There is something analogous to Wells and Rouen in the west front at Ripon. The towers are now at the ends of the aisles, but, as they were at first without aisles, they must have been built as a projecting transept.
[160] This custom of a sham gable or other finish between the towers, having no reference to the gable of the nave, is common both in French and German churches. It is carried to its furthest extreme in the churches of Brunswick, where any one coming from the due west would take each church to be nearly double the height that it really is.
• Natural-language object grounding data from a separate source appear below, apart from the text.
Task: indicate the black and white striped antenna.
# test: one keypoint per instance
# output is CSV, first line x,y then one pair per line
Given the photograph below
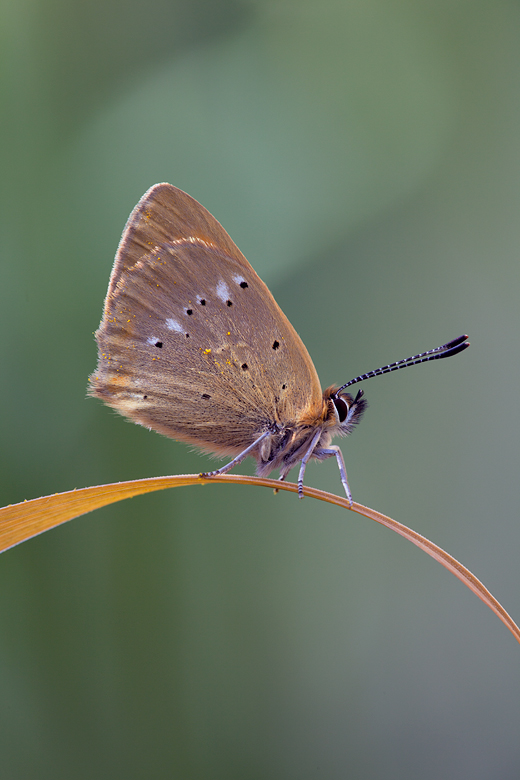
x,y
447,350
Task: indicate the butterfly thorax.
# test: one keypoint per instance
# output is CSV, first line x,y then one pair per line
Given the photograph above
x,y
289,443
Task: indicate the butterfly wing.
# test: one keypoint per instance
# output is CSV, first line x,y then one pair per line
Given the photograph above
x,y
192,343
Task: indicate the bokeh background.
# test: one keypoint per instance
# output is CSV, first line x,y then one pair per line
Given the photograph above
x,y
365,156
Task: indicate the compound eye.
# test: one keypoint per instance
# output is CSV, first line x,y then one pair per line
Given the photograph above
x,y
341,408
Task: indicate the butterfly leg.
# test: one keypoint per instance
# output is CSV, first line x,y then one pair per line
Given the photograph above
x,y
321,454
239,458
305,460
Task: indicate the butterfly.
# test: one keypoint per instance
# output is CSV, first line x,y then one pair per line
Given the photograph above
x,y
193,345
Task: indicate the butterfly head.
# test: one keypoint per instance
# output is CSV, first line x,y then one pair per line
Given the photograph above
x,y
343,410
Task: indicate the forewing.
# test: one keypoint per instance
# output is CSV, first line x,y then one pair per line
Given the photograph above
x,y
192,343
[161] I am here speaking of polygonal apses only. In our large Romanesque churches the round apse was commonly used, but their choirs have commonly been altered or destroyed, so that the only round apses that we now have on a very large scale are those of Norwich and Peterborough. In Normandy many more have been preserved, and they are also much more common in smaller churches. Canterbury Cathedral has an apse to the choir of intermediate date, besides the round chapel at the extreme east end, answering in some measure to our polygonal Lady chapel.
[162] The Wimborne arrangement of a central and western tower was once much more common than it is now, but in many cases one of the towers has either never been carried up or has been afterwards destroyed, as at Hereford, Shrewsbury, Malmesbury, Bangor, and Christ Church in Hampshire. The arrangement still remains on a vast scale at Ely, and on a smaller at Purton in Wiltshire and in the two lesser churches at Coutances.
[163] Anglia Sacra, p. 569. "Episcopale palatium apud Welliam forti muro lapideo circumcinxit, et aquam undique circumduxit;" and again, "Palatium episcopale Wellense muro lapideo batellato et cornellato cum fossatis claudere fecit."
[164] Bishop Godwin tells the whole story in his quaint way (p. 301). "This man is famous for the first foundation of our Vicars close in Wels. The memory of which benefit is to be seene expressed in a picture upon the wal at the foot of the hall staires. In it the Vicars kneeling, seeme to request the Bishop in these words:
Per vicos positi villæ, pater alme rogamus,
Ut simul uniti, de [te?] dante domos maneamus.
Disperst about the towne, we humbly pray,
Together, through thy bounty, dwell we may.
He answereth them thus:
Vestra petunt merita, quod sint concessa petita,
Ut maneatis ita, loca fecimus hic stabilita.
For your demaund, deserts do plead, I will do that you crave,
To this purpose established, here dwellings shall you have.